Title: Mapping theorems and Harnack ordering for \rho-contractions
Authors: Gilles Cassier and Nicolae Suciu
Issue: Volume 55 (2006), Issue 2, 483-524
Abstract: We prove here some mapping theorems for the operators of class $C_{\rho}$ ($\rho > 0$) on Hilbert spaces defined by B. Sz-Nagy and C. Foias in \textit{Analyse Harmonique des Op\'erateurs de l'espace de Hilbert} (Paris: Masson, 1967). More precisely, we answer the following question: What can be said about membership of $f(T)$ in the classes $C_{\rho}(H)$ when $T$ belongs to a given one of them and $f$ is in the disc algebra? As a corollary, we recover in this way the famous power inequality.
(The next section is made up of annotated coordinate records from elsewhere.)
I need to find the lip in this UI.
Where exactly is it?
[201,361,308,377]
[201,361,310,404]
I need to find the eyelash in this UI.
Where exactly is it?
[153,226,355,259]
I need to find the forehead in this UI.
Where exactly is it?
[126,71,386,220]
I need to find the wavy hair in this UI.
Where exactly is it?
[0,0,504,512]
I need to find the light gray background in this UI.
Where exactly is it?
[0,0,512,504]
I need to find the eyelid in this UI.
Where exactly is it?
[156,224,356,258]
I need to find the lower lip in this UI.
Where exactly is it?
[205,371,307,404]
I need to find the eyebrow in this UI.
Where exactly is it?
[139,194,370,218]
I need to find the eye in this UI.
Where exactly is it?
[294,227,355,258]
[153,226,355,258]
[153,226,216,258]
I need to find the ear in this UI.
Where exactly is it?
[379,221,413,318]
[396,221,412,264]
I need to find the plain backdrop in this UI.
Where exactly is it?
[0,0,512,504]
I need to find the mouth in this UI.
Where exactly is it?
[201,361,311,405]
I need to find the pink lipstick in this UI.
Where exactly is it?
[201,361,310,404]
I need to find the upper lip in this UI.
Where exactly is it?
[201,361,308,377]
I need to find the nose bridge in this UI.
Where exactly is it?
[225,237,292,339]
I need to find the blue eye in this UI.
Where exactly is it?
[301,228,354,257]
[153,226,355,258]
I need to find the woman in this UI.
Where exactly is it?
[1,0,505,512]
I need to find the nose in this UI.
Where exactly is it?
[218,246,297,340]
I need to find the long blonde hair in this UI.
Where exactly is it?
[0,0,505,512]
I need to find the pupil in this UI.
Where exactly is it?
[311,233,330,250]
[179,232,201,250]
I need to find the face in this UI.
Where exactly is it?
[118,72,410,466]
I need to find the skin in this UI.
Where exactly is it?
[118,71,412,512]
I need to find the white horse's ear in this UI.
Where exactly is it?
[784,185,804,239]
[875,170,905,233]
We also introduce a Harnack ordering relation between such operators, we define the corresponding Harnack parts in the class $C_{\rho}$, and we give some results related to uniformly stable operators. These parts involve some operatorial Harnack inequalities as well as von Neumann inequalities, which generalize the Harnack inequalities for contractions given by C. Foias (\textit{On Harnack parts of contractions}, Rev. Roumaine Math. Pures Appl. \textbf{19} (1974), 315--318), K. Fan (\textit{Analytic functions of a proper contraction}, Math. Z. \textbf{160} (1978), 275--290), and I. Suciu (\textit{Harnack inequalities for a functional calculus}, in: "Hilbert Space Operators and Operator Algebras (Proc. Internat. Conf., Tihany, 1970)" (Amsterdam: North-Holland, 1972), pp. 499-511). Finally, we define the Harnack and hyperbolic metrics, and we prove that these are complete on the set of all uniformly stable operators, respectively on the Harnack parts of such operators.